Turkey reports cases of South Africa, Brazil variants of coronavirus
Two people in Turkey have contracted the South African variant of the coronavirus while one has tested positive for the Brazil variant, Health Minister Fahrettin Koca said Wednesday, Trend reports citing Daily Sabah.
Speaking after a meeting of the Coronavirus Scientific Advisory Board in the capital Ankara, Koca also said that Turkey has 196 confirmed cases of the U.K. virus strain so far.
In the wake of rising cases once again, the measures against the pandemic will continue full throttle, he said.

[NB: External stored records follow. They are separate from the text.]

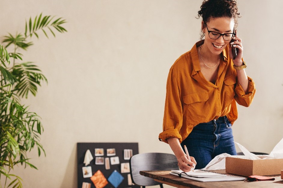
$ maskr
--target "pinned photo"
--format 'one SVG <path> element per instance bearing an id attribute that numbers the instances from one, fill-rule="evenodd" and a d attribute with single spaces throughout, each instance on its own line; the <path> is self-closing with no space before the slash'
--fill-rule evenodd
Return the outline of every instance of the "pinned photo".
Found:
<path id="1" fill-rule="evenodd" d="M 92 176 L 91 166 L 84 166 L 83 167 L 83 177 L 84 178 L 90 178 Z"/>
<path id="2" fill-rule="evenodd" d="M 95 156 L 103 156 L 104 155 L 104 150 L 103 148 L 96 148 L 94 149 Z"/>
<path id="3" fill-rule="evenodd" d="M 130 163 L 121 163 L 121 173 L 129 173 L 130 172 Z"/>
<path id="4" fill-rule="evenodd" d="M 110 169 L 110 160 L 109 157 L 105 158 L 105 169 L 106 170 Z"/>
<path id="5" fill-rule="evenodd" d="M 115 148 L 107 149 L 106 150 L 106 153 L 107 156 L 116 155 L 116 151 Z"/>
<path id="6" fill-rule="evenodd" d="M 104 164 L 104 158 L 101 157 L 96 157 L 95 158 L 95 164 Z"/>
<path id="7" fill-rule="evenodd" d="M 91 184 L 90 183 L 86 182 L 83 182 L 81 188 L 90 188 Z"/>
<path id="8" fill-rule="evenodd" d="M 110 162 L 111 162 L 111 165 L 117 165 L 119 164 L 120 162 L 119 161 L 119 157 L 112 157 L 110 158 Z"/>
<path id="9" fill-rule="evenodd" d="M 129 160 L 132 156 L 132 150 L 129 149 L 124 150 L 124 159 Z"/>

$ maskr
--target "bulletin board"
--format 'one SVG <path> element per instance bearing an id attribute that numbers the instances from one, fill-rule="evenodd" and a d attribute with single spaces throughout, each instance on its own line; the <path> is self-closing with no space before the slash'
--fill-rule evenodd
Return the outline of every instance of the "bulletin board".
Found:
<path id="1" fill-rule="evenodd" d="M 86 166 L 84 163 L 85 155 L 87 150 L 89 150 L 93 159 L 90 162 L 90 164 L 87 167 L 91 166 L 92 171 L 92 175 L 93 175 L 99 170 L 101 171 L 106 179 L 108 179 L 112 172 L 116 170 L 124 178 L 118 187 L 140 187 L 140 186 L 134 185 L 129 185 L 128 184 L 128 174 L 130 173 L 121 173 L 121 163 L 129 162 L 129 159 L 124 159 L 124 150 L 132 150 L 132 155 L 134 155 L 138 154 L 138 145 L 137 143 L 78 143 L 77 145 L 78 166 L 78 187 L 82 187 L 83 182 L 90 183 L 91 184 L 91 188 L 95 188 L 94 185 L 92 182 L 90 178 L 85 178 L 83 177 L 82 168 Z M 100 154 L 100 156 L 95 156 L 95 150 L 96 148 L 103 148 L 104 154 Z M 115 149 L 116 153 L 112 154 L 112 155 L 107 156 L 107 149 Z M 108 151 L 108 153 L 110 153 Z M 127 151 L 127 150 L 126 150 Z M 97 150 L 96 153 L 97 153 Z M 112 165 L 110 164 L 110 169 L 106 170 L 105 169 L 105 158 L 119 157 L 119 164 Z M 104 157 L 105 161 L 104 164 L 96 164 L 96 157 Z M 99 159 L 97 159 L 97 160 Z M 96 161 L 98 161 L 96 160 Z M 112 162 L 112 161 L 111 161 Z M 109 181 L 108 184 L 105 187 L 106 188 L 114 187 Z"/>

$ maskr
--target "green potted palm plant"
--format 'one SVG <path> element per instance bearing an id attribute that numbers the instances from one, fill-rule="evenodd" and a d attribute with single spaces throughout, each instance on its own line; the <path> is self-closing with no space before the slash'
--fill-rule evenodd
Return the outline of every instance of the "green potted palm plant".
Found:
<path id="1" fill-rule="evenodd" d="M 32 45 L 31 40 L 35 36 L 39 38 L 39 32 L 48 38 L 47 33 L 55 37 L 55 31 L 67 31 L 62 26 L 65 22 L 62 18 L 41 13 L 26 21 L 24 33 L 9 33 L 0 44 L 0 181 L 4 187 L 22 187 L 21 178 L 11 172 L 15 165 L 37 169 L 27 156 L 35 147 L 39 156 L 42 152 L 46 155 L 40 143 L 43 131 L 40 118 L 29 112 L 20 99 L 31 93 L 35 96 L 38 87 L 47 79 L 35 63 L 23 62 L 19 51 Z"/>

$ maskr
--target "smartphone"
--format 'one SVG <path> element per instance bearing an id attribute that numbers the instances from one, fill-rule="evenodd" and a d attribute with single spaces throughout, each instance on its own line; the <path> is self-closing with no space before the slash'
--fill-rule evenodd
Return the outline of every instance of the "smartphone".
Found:
<path id="1" fill-rule="evenodd" d="M 237 34 L 237 31 L 235 30 L 235 33 L 236 33 L 236 34 Z M 232 42 L 234 42 L 235 40 L 232 39 L 231 40 L 231 41 L 230 41 L 230 43 Z M 239 49 L 237 48 L 235 48 L 235 47 L 233 47 L 233 46 L 232 46 L 232 54 L 233 55 L 233 59 L 235 59 L 235 58 L 236 58 L 236 57 L 237 57 L 237 53 L 238 52 Z"/>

Regarding the vaccination efforts, Koca said Turkey will start vaccinating people over 65, the second group in the vaccine program, following safety tests of the second COVID-19 vaccine group.
So far, 2.4 million people in the country have been vaccinated with vaccination for those aged above 75 underway, he added.
Koca underlined some of these variants spread fast, calling on citizens to adopt precautionary measures and avoid large gatherings.
He went on to say face-to-face classes at schools in rural areas will start as of Feb. 15. Classes for grades 8 and 12 are expected to start in March depending on the course of the pandemic.
Turkey on Wednesday registered 8,102 new coronavirus cases, including 632 symptomatic patients, according to data released by the Health Ministry.
The country's case count topped 2.5 million, while nationwide fatalities reached 26,354 after 117 deaths over the past day.
With 8,314 more patients winning the battle against the virus, the total number of recoveries in the country rose to over 2.38 million.
Over 30 million coronavirus tests have been administered to date in Turkey, including 148,192 in the past 24 hours.
The latest figures also show that the number of COVID-19 patients in critical condition stands at 1,523.
The pandemic has so far claimed more than 2.25 million lives in 192 countries and regions since it emerged in December 2019.
More than 104 million cases and over 57.8 million recoveries have been reported worldwide.